I got this car 6 years ago with 20k miles on it. I keep up with all the maintenance. It has done nothing but fall apart. Head gaskets, engine block crack, the computer went and fried all my sensors twice, motor mounts, bad breaks wear out frequently, front end problems the tire fell while driving, catalytic converter problems, suspension problems
very very comfortable and good looking interior! I replaced all the door speakers and put in a new radio so i always was happy when i wasn't thinking of the thousands i had in repairs!
it would be easier to list what not to improve. the interior was nice except where the cup holders are placed!!
great car all around!! handles great and have had little problems with it since i got it in 94.fuel milage is modrate,it really fun to drive every time.. it has a really fast motor and can get up to 70 in 4.9 sec tops!!

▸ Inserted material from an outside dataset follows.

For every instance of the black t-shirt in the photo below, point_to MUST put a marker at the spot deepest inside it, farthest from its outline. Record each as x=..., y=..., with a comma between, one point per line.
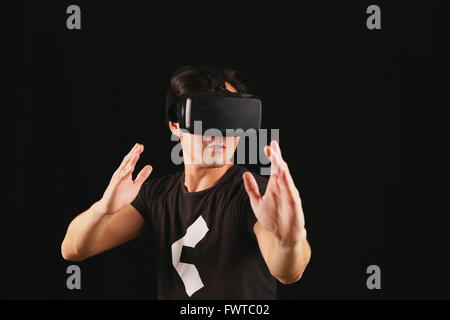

I bought my Cougar new, and it always started well. I had it for 14 years. On occasional weekends, I'd drive from Albany, NY to Hartford, Connecticut and back, which is a distance of approximately 250 miles round-trip on three-quarters of a tank, and the drive was very smooth and extremely comfortable. I always enjoyed the rack and pinion steering, which handled extremely well - like a smaller sports car. The transmission performed well, shifting well up hills at 55 mph. Eventually, however, the transmission needed work. (I was never informed of the torque converter recall.) Nevertheless, I miss my Cougar very much. I recently traded it in for a Nissan Frontier pickup, which I needed.
The exterior style - very sleek. The interior, especially the power seats. The overall feeling of sitting in the front seat, which was very comfortable and roomy. The stereo that had four speakers, and sounded magnificent, and blocked out all external noises, like a Lear jet.
The cup holder was in the center armrest, and it was positioned too far back, which made it unusable.